Abdellah, quinze ans à peine, vit dans un faubourg pauvre de Casablanca entre une mère autoritaire au poing de fer, un père faible mais parfois violent, une tripotée de sœurs, un petit frère et surtout un grand, Slimane, à qui il voue un culte immodéré. Il pénètre parfois dans sa chambre, se couche dans ses draps pour sentir son odeur, lit ses livres, écoute sa musique. En tant que fils cadet, il n'est pas ménagé, souvent préposé aux tâches quotidiennes, malmené par les moqueries de ses sœurs, désormais sorti de l'enfance et donc rejeté par le gynécée que constitue la sphère autour de la mère, et pas encore assez adulte pour pouvoir vivre la vie libre et dissolue de son grand frère à qui on pardonne tout.

Dans cet environnement hostile, Abdellah suit son chemin souvent solitaire qui passe par la découverte de sa sexualité, en l'occurrence de son homosexualité : il s'offre aux désirs des hommes frustrés du quartier pour des échanges furtifs derrière le souk, ou se prête parfois aux jeux sexuels d'un touriste, le Maroc étant une destination privilégiée des voyageurs en mal de sensations. Et c'est comme ça qu'il fera la rencontre qui, quelques années plus tard, lui permettra de partir en Europe pour y faire ses études et devenir un homme libre, loin des contraintes familiales et du regard de ses compatriotes qui le désignaient comme un « zamel »…

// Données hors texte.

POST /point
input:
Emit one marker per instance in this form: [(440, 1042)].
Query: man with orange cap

On aurait tort de réduire le thème du film d'Abdellah Taïa à la représentation de l'homosexualité. Bien sûr la chose est très présente et le jeune réalisateur montre toute l’ambiguïté des hommes de son pays, où l'hypocrisie est une manière d'être, un pays musulman où l'homosexualité est officiellement dénoncée, alors qu'elle est omniprésente, plus peut être que dans certains pays occidentaux, non seulement à travers le tourisme sexuel sur lequel les familles ferment les yeux avec complaisance par intérêt économique – scène cruelle où un felouquier menaçant demande avec insistance à Abdellah si son ami suisse lui rapporte bien – mais aussi parce qu'elle est une réponse à l'immense frustration sexuelle des hommes là où la femme est mariée ou inaccessible.

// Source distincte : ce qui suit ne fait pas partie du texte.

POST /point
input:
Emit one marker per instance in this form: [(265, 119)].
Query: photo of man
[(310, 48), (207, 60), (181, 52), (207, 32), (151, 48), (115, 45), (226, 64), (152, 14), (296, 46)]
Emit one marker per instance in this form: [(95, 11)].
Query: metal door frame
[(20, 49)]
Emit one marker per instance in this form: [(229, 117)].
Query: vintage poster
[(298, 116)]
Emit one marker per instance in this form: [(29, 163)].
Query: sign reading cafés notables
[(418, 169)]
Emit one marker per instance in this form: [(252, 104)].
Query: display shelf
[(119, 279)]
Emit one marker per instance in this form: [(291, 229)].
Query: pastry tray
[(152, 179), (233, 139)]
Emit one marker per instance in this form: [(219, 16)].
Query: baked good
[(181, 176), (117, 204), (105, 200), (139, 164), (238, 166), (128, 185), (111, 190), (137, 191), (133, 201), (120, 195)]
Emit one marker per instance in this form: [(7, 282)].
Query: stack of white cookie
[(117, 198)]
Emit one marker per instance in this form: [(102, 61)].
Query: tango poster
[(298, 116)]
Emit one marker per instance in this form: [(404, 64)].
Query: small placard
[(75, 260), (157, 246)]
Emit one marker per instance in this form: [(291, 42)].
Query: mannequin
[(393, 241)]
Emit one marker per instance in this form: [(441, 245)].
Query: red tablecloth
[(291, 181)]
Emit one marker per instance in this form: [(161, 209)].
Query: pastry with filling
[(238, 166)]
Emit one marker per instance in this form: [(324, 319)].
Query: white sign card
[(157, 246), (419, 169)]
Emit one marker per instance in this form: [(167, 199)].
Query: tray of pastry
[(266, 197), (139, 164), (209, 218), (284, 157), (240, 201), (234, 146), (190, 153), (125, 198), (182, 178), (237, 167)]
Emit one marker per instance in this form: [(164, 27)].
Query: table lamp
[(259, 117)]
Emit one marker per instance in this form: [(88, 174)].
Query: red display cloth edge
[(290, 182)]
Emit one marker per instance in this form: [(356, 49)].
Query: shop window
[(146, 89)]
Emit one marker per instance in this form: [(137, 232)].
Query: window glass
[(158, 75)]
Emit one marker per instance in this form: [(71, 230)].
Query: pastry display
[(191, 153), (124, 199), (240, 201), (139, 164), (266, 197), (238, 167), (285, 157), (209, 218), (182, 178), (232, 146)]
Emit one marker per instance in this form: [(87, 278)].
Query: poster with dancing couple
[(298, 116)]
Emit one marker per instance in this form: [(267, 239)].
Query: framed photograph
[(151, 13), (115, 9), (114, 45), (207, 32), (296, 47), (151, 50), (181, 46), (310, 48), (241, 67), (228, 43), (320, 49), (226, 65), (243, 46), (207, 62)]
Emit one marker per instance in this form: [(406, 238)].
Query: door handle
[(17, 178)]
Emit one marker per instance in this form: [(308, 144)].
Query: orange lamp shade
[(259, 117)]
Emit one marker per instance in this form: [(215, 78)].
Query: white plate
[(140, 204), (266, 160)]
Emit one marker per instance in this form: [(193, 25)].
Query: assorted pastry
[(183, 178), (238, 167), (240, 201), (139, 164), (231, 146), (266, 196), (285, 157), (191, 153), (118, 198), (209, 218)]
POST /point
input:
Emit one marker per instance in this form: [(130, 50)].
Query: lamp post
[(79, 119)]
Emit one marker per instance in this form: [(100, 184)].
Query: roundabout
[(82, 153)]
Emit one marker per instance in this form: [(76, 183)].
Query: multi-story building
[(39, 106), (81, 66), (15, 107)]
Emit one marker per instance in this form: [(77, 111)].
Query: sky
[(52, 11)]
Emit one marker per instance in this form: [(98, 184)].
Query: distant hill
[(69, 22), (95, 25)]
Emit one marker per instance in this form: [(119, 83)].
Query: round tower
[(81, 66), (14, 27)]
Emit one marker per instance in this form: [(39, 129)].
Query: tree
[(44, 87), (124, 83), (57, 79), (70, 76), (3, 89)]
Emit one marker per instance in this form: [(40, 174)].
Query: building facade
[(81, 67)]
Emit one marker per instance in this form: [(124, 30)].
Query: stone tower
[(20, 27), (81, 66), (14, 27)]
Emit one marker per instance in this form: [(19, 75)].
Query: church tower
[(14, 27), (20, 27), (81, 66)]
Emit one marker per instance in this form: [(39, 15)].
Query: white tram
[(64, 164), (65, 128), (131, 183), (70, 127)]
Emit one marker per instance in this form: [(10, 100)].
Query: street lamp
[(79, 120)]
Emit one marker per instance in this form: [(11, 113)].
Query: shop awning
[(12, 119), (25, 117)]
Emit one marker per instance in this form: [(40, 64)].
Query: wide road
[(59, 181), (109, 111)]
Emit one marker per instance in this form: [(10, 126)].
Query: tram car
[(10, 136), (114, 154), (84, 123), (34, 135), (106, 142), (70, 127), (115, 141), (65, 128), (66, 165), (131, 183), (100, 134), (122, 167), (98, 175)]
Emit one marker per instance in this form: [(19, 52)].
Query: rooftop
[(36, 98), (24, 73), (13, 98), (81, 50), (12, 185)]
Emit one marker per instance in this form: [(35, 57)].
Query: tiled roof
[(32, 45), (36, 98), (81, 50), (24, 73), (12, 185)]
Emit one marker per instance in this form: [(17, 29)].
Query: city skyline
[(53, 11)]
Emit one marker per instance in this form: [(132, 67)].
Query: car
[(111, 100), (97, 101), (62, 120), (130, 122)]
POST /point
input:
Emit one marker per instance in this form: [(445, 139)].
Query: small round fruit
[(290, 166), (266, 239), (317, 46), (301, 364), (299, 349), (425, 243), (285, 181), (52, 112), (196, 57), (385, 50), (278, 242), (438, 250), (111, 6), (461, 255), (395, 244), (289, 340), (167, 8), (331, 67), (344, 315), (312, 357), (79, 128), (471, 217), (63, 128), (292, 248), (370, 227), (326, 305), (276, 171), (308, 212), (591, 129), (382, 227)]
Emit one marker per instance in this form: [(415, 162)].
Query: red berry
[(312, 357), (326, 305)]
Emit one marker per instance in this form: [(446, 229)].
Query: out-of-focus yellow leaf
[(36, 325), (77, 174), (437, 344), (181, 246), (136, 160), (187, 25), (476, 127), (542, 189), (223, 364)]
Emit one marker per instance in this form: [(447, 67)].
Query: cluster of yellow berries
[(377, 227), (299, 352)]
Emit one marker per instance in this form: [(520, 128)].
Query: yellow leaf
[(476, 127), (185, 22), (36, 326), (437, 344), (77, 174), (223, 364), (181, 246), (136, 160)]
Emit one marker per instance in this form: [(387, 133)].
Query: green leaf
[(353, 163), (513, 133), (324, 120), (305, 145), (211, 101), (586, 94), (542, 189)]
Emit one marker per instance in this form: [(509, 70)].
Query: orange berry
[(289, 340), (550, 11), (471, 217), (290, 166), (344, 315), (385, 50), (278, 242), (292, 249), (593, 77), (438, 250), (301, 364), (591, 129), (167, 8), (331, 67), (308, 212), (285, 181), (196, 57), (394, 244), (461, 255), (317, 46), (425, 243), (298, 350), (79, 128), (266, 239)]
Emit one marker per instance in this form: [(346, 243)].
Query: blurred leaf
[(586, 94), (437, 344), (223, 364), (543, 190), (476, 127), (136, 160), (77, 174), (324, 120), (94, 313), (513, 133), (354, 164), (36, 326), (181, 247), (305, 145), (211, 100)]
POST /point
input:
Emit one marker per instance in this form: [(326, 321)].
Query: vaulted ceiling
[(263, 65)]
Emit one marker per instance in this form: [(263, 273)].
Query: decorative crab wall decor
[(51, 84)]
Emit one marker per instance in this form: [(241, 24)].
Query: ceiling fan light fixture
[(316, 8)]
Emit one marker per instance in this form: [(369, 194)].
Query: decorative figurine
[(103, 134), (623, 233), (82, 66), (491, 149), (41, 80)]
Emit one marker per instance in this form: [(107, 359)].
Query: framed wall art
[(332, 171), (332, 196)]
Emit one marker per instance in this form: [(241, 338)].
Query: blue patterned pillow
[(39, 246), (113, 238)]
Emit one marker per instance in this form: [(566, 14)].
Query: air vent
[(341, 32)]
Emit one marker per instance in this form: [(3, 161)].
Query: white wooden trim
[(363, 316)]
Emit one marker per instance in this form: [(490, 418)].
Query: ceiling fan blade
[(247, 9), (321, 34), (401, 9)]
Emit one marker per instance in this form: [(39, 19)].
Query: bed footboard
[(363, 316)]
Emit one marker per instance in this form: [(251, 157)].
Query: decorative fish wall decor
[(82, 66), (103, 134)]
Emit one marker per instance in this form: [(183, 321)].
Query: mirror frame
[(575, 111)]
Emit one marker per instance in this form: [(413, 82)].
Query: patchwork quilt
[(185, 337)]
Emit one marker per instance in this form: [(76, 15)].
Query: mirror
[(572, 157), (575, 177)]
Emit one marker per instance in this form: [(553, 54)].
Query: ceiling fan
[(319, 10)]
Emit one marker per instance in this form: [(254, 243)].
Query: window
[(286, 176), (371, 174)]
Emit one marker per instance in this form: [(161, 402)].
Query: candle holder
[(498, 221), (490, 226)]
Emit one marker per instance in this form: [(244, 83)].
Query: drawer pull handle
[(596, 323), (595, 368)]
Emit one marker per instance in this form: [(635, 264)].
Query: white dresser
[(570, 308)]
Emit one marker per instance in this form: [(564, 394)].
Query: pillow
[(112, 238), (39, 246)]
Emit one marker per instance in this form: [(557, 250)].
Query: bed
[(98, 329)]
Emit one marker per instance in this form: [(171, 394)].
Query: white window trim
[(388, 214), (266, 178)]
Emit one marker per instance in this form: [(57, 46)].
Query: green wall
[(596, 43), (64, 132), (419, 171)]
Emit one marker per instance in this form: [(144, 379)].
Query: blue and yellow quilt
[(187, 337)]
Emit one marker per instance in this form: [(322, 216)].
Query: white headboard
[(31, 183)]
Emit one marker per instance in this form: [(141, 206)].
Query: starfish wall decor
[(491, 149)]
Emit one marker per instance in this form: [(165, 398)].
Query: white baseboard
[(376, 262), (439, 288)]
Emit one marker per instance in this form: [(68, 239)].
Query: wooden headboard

Mais au-delà de tout ça, le vrai sujet est la complexité de la construction de l'identité chez un jeune adolescent comme Abdellah. Car bien sûr, même si le jeune homme va vivre sa vie loin de sa famille et du Maroc, il ne reniera jamais ni l'une ni l'autre. Et quand il deviendra jeune étudiant en littérature à Genève puis écrivain, c'est bien toutes ces influences contradictoires qui nourriront le grand auteur qu'il est devenu.
Splendidement incarné tant par l'acteur qui le joue adolescent que par celui qui le joue jeune adulte, Abdellah est le symbole de tous les jeunes hommes maghrébins qui se cherchent et finissent par se construire, riches de toute leur complexité.